After smuggling a sacred turtle back to his lab for study, Perina is unable to duplicate the results or control the outcome. His experiments open up the topic of animal experimentation and due to his bringing some of The Dreamers back with him, the line between human and animal. The story continues into a strange, third part of the novel with Perina adopting dozens of children from the island and the chaos that ensues. Not only the physical tornado of that many people living in a single household but the relationships between Perina and the children as well as the relationships between the children themselves. These relationships are hinted at in the beginning of the novel by the narrator (who supplies footnotes throughout the story and is a topic unto himself.)

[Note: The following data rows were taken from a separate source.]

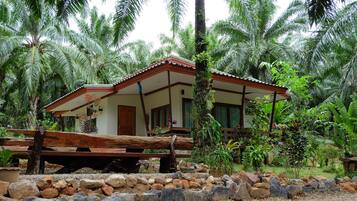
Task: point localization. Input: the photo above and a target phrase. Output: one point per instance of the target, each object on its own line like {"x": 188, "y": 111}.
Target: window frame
{"x": 184, "y": 100}
{"x": 227, "y": 105}
{"x": 159, "y": 109}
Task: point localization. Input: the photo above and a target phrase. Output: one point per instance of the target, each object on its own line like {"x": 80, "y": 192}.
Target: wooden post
{"x": 272, "y": 113}
{"x": 34, "y": 165}
{"x": 168, "y": 163}
{"x": 170, "y": 103}
{"x": 143, "y": 106}
{"x": 241, "y": 121}
{"x": 61, "y": 119}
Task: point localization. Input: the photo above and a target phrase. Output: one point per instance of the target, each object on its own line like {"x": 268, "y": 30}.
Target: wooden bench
{"x": 95, "y": 151}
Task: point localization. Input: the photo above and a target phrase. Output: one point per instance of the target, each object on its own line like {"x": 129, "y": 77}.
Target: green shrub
{"x": 219, "y": 158}
{"x": 328, "y": 155}
{"x": 296, "y": 148}
{"x": 3, "y": 132}
{"x": 254, "y": 156}
{"x": 5, "y": 157}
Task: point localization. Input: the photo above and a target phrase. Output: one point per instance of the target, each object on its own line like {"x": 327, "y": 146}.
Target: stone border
{"x": 166, "y": 187}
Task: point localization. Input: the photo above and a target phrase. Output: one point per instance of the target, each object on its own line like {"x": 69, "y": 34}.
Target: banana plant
{"x": 345, "y": 126}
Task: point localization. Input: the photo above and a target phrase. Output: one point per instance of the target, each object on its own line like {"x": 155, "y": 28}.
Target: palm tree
{"x": 135, "y": 55}
{"x": 124, "y": 19}
{"x": 32, "y": 44}
{"x": 251, "y": 36}
{"x": 320, "y": 9}
{"x": 95, "y": 40}
{"x": 184, "y": 42}
{"x": 331, "y": 55}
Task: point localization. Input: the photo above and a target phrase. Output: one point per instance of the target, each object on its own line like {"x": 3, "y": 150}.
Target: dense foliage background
{"x": 311, "y": 50}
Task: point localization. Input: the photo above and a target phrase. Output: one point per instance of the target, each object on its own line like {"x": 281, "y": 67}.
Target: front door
{"x": 126, "y": 120}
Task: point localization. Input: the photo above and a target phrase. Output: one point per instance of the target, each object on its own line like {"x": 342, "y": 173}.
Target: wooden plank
{"x": 143, "y": 106}
{"x": 34, "y": 162}
{"x": 16, "y": 142}
{"x": 170, "y": 101}
{"x": 241, "y": 121}
{"x": 272, "y": 113}
{"x": 72, "y": 139}
{"x": 98, "y": 154}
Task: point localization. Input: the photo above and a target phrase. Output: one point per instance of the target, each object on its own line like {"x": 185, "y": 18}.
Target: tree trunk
{"x": 32, "y": 116}
{"x": 202, "y": 79}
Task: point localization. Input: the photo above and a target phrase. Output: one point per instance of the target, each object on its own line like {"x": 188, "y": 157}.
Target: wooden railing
{"x": 41, "y": 146}
{"x": 227, "y": 133}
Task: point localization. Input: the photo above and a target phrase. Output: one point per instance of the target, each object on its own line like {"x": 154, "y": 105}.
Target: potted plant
{"x": 7, "y": 173}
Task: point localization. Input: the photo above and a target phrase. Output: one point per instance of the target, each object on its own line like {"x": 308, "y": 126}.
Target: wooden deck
{"x": 77, "y": 150}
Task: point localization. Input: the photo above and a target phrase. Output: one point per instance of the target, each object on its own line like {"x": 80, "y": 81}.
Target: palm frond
{"x": 176, "y": 10}
{"x": 126, "y": 12}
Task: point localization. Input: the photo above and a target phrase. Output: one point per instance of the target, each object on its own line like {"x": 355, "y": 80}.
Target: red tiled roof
{"x": 175, "y": 62}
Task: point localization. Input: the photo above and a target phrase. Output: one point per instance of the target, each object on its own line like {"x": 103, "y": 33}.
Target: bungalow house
{"x": 159, "y": 95}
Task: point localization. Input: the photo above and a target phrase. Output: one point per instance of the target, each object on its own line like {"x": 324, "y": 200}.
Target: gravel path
{"x": 338, "y": 196}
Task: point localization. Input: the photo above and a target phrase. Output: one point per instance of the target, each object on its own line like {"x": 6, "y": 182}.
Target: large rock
{"x": 142, "y": 187}
{"x": 45, "y": 182}
{"x": 348, "y": 186}
{"x": 121, "y": 197}
{"x": 331, "y": 185}
{"x": 157, "y": 186}
{"x": 22, "y": 189}
{"x": 61, "y": 184}
{"x": 107, "y": 190}
{"x": 172, "y": 195}
{"x": 49, "y": 193}
{"x": 91, "y": 184}
{"x": 190, "y": 195}
{"x": 131, "y": 181}
{"x": 160, "y": 180}
{"x": 220, "y": 193}
{"x": 354, "y": 179}
{"x": 239, "y": 192}
{"x": 262, "y": 185}
{"x": 4, "y": 185}
{"x": 250, "y": 178}
{"x": 311, "y": 186}
{"x": 152, "y": 195}
{"x": 142, "y": 180}
{"x": 69, "y": 190}
{"x": 3, "y": 198}
{"x": 276, "y": 190}
{"x": 294, "y": 190}
{"x": 296, "y": 182}
{"x": 259, "y": 193}
{"x": 210, "y": 179}
{"x": 116, "y": 180}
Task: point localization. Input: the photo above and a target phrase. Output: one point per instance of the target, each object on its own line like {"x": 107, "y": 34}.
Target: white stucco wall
{"x": 161, "y": 98}
{"x": 107, "y": 120}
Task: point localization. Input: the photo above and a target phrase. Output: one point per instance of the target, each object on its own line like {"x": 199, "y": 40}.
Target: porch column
{"x": 143, "y": 106}
{"x": 170, "y": 102}
{"x": 241, "y": 121}
{"x": 61, "y": 119}
{"x": 272, "y": 113}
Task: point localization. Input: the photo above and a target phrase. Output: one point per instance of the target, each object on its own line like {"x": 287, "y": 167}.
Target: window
{"x": 160, "y": 117}
{"x": 187, "y": 113}
{"x": 89, "y": 126}
{"x": 227, "y": 115}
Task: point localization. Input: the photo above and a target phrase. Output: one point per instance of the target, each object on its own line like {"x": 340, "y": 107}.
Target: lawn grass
{"x": 305, "y": 171}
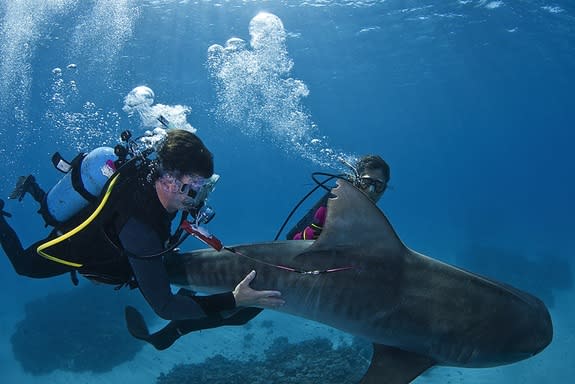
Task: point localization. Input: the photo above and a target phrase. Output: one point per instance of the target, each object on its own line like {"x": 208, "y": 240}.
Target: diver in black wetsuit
{"x": 123, "y": 245}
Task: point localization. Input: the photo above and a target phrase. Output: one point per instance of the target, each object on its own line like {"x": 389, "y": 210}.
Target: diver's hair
{"x": 373, "y": 162}
{"x": 182, "y": 152}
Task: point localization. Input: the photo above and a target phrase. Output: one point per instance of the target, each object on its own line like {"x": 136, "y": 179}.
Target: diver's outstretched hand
{"x": 247, "y": 297}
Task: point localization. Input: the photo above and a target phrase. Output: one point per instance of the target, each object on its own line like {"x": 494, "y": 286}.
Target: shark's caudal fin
{"x": 352, "y": 218}
{"x": 393, "y": 366}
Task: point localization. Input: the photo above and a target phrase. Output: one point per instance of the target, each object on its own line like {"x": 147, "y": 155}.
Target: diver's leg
{"x": 168, "y": 335}
{"x": 26, "y": 262}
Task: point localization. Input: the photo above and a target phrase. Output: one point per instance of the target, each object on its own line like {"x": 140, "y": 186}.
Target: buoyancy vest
{"x": 95, "y": 251}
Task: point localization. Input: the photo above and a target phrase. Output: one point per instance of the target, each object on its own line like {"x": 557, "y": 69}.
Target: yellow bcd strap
{"x": 72, "y": 232}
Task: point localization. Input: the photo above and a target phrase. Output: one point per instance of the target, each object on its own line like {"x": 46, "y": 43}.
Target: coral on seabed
{"x": 310, "y": 361}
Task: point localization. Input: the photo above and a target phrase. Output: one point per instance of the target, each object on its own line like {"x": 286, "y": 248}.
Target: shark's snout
{"x": 533, "y": 331}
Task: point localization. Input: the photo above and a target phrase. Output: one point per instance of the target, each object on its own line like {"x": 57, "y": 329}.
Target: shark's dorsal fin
{"x": 394, "y": 366}
{"x": 352, "y": 218}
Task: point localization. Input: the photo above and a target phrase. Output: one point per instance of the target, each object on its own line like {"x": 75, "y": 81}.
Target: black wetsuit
{"x": 119, "y": 247}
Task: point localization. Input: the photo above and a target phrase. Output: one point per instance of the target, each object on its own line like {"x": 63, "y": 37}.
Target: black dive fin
{"x": 137, "y": 327}
{"x": 22, "y": 186}
{"x": 2, "y": 211}
{"x": 393, "y": 366}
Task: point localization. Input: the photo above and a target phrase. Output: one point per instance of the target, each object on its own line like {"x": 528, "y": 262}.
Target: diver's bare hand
{"x": 247, "y": 297}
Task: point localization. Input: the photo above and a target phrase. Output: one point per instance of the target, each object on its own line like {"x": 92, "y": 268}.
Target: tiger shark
{"x": 417, "y": 311}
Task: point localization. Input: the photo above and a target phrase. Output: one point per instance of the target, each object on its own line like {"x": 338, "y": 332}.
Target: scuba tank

When the sacred turtles are hunted to extinction, the studies reach a dead end but the reader's imagination wanders. If a rare Amazonian flower cures cancer, who gets the flower? How do scientists keep their experiments under wraps to prevent others from harvesting the flower to extinction? How many "cures" lie in a remote location? On and on the theoretical debate can go and then you can wonder how much is really going on right now that the average person has no idea about? You will find your imagination running away on such a variety of topics as you read this novel.
This novel touches on so many larger topics that I can see it being a high school or college classroom assigned reading. Almost every page could be dissected and discussed at length. It would have fit right into my post-colonial literature syllabus in college. As a matter of fact, this novel could be a course within itself.